Kamis, 27 Desember 2012

SERAT DAMARWULAN SEBAGAI WARISAN KEBUDAYAAN JAWA ANTARA FAKTA HISTORIS DAN FANTASI


Bangsa Indonesia mempunyai banyak simpanan kekayaan budaya. Salah satu kekayaan budaya yang dimiliki oleh bangsa Indonesia tercinta ini berupa karya sastra lama. Karya sastra lama ini salah satunya adalah cerita tentang Damarwulan yang terangkum dalam Serat Damarwulan yang dikarang oleh R. Rangga Prawiradirja.
Karya sastra lama akan memberikan khazanah ilmu pengetahuan yang beraneka ragam dan merupakan karya fiksi yang bisa tergolong fantasi. Penggalian karya sastra lama yang tersebar di daerah-daerah ini, akan menghasilkan ciri-ciri khas kebudayaan daerah, yang meliputi pandangan hidup serta landasan falsafah yang mulia dan nilai yang tinggi.

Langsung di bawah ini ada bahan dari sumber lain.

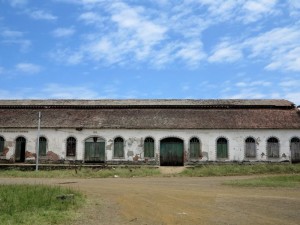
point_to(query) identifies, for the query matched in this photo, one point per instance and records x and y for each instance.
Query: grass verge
(291, 181)
(37, 204)
(234, 170)
(84, 173)
(200, 171)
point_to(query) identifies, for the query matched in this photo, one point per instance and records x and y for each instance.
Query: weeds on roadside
(272, 181)
(36, 204)
(234, 169)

Karya sastra Serat Damarwulan ini merupakan karya sastra Jawa Tengahan, karena berkisah tentang Kerajaan Majapahit. Menurut Bani Sudardi (2010:91), sastra Jawa Tengahan adalah sastra Jawa yang menggunakan bahasa Jawa Tengahan dan masa berlangsungnya sejak zaman Majapahit (abad ke-16) sampai awal kerajaan Demak (abad ke-16).

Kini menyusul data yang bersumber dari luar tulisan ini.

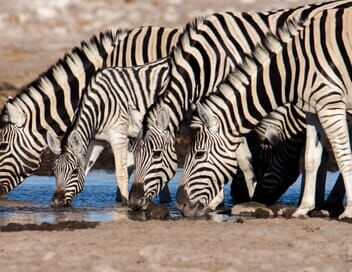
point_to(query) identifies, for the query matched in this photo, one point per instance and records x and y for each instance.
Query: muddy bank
(184, 245)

Serat Damarwulan ditulis dengan bahasa Jawa Tengahan dan sekarang telah banyak disalin atau diturunkan agar bahasanya bisa dimengerti oleh generasi sekarang. Serat Damarwulan sangat menarik diteliti karena mengandung banyak nilai yang bisa mencerminkan masyarakat Jwa pada zamannya dan bisa dijadikan pelajaran untuk masa sekarang ini.
Menilik dari beberapa cerita atau kronologis cerita yang disampaikan dalam Serat Damarwulan. Ada beberapa yang mengindikasikan adanya unsur fantasi dalam cerita tersebut dan adanya unsur fakta sejarah. Hal ini sangat menarik untuk dibahas lebih lanjut dan diteliti lebih mendalam.